The tech industry has invested an unprecedented $717 billion into LLM AI and infrastructure over the past three years, with comparable amounts expected, as major players each pursue a global monopoly to replace aging core products. Despite this colossal investment and forecasts for future revenue growth, current end-user LLM product sales are a tiny fraction of the capital deployed, creating an unsustainable gap where infrastructure providers like cloud services and Nvidia are the primary beneficiaries. This intense competition, coupled with reported AI failures for customers, suggests that many participants will inevitably fail, leading to substantial write-offs and a significant reckoning for investors as returns on this gargantuan capital allocation prove inadequate for most.

Analysis

The Large Language Model (LLM) AI sector is experiencing a capital investment boom of unprecedented scale, with an estimated $717 billion deployed over the last three years and comparable amounts anticipated.

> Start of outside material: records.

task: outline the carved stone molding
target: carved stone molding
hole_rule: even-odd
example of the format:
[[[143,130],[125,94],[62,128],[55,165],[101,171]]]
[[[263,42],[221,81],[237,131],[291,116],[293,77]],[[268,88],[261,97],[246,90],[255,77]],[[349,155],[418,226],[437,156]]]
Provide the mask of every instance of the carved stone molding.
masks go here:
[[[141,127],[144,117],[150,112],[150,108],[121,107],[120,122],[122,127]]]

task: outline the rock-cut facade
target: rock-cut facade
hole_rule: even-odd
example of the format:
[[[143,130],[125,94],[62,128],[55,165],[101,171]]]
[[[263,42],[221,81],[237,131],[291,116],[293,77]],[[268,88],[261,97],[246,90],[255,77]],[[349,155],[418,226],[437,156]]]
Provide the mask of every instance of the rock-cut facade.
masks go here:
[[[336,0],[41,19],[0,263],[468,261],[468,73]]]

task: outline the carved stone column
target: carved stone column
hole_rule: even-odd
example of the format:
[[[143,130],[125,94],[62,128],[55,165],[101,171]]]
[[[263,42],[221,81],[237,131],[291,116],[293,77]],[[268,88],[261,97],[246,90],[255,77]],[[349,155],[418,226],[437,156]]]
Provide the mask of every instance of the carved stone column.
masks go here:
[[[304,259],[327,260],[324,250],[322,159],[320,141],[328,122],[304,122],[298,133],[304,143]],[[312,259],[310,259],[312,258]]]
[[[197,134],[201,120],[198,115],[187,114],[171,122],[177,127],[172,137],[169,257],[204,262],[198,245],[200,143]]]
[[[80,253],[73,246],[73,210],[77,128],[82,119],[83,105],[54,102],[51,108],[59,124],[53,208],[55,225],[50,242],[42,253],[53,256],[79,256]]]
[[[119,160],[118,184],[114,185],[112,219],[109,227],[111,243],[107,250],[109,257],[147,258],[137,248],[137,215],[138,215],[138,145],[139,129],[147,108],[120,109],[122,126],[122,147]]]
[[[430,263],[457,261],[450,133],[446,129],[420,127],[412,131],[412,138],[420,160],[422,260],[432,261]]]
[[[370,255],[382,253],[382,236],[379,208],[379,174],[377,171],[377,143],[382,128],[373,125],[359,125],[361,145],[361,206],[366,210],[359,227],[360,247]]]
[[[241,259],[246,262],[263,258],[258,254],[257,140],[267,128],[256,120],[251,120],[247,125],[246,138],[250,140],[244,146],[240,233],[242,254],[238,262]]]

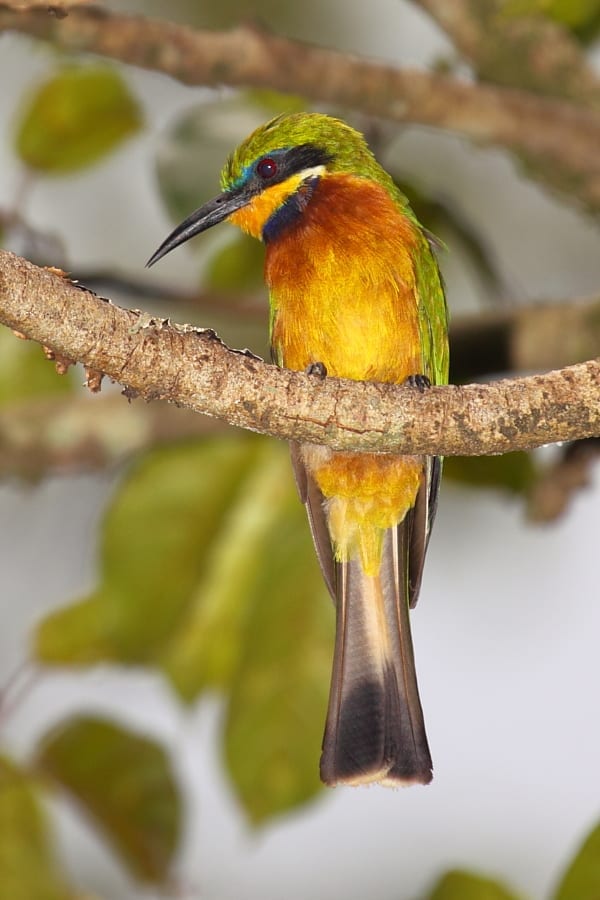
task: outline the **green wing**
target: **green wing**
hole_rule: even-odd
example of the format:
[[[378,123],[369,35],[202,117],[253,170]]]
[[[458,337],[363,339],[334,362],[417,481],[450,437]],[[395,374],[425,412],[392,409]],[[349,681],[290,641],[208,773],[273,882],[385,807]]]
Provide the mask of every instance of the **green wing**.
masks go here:
[[[415,274],[419,297],[419,326],[423,342],[423,374],[432,384],[448,384],[448,307],[432,241],[422,231],[423,246]]]

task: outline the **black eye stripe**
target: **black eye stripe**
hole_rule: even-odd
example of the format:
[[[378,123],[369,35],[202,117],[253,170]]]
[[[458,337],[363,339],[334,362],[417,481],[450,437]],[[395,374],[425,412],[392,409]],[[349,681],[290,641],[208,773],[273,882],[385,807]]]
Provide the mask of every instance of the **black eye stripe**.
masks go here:
[[[300,144],[299,147],[291,147],[285,151],[285,167],[287,174],[293,175],[302,169],[325,166],[332,158],[332,155],[321,147],[314,144]]]
[[[254,167],[256,186],[262,189],[262,185],[266,182],[277,184],[304,169],[327,165],[332,158],[326,150],[314,144],[300,144],[288,150],[273,150],[259,159]]]

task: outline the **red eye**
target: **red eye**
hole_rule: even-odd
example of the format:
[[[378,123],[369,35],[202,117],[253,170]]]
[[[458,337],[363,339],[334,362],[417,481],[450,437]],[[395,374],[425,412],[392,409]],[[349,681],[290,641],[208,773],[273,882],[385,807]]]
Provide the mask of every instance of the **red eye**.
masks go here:
[[[272,178],[277,172],[277,163],[270,156],[265,156],[257,164],[256,171],[261,178]]]

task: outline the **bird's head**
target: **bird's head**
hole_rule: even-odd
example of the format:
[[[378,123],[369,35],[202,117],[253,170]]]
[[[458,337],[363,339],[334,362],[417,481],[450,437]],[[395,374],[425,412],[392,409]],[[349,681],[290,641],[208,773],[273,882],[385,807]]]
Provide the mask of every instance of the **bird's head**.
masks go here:
[[[319,179],[336,173],[369,178],[397,194],[363,136],[345,122],[320,113],[278,116],[231,154],[221,173],[222,193],[178,225],[148,265],[226,219],[266,238],[279,211],[301,213]]]

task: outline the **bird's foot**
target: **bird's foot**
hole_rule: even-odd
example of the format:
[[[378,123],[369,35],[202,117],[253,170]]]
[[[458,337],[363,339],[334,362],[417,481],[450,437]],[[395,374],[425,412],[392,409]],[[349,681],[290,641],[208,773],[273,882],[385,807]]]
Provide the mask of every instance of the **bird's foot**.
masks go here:
[[[304,371],[307,375],[316,375],[317,378],[327,377],[327,369],[322,362],[312,362]]]
[[[431,381],[427,375],[409,375],[404,383],[417,388],[421,393],[431,387]]]

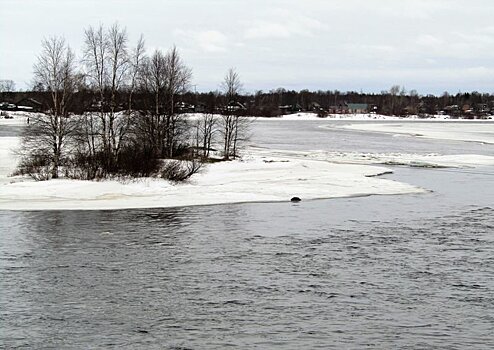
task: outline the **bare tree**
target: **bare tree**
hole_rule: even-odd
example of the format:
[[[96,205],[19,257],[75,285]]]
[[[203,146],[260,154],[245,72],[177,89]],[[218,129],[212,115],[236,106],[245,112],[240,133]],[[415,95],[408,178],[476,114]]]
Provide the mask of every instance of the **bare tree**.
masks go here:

This expenditure is driven by a high-stakes competitive battle among five to six major tech players—including Google, Amazon, Meta, and Microsoft/OpenAI—each seeking a new global monopoly to replace their aging, and arguably deteriorating, core products. A profound and unsustainable imbalance exists between this massive capital outlay and realized end-user revenue, which for market leaders totaled only an estimated $4 billion in 2024. The majority of current AI-related revenue is circular; capital invested by firms like Microsoft, Google, and Amazon flows back to their own cloud services divisions and to critical infrastructure suppliers such as Nvidia. While this dynamic has fueled explosive revenue growth for infrastructure providers, it masks the fundamental risk that the underlying LLM technology has yet to prove its commercial value, with numerous reported failures across various industries. The market's current assumption that all major players will succeed is flawed. It is more likely that only one or two will emerge as profitable monopolies, forcing the others to write off hundreds of billions in investments, which could trigger a catastrophic reckoning for equity investors.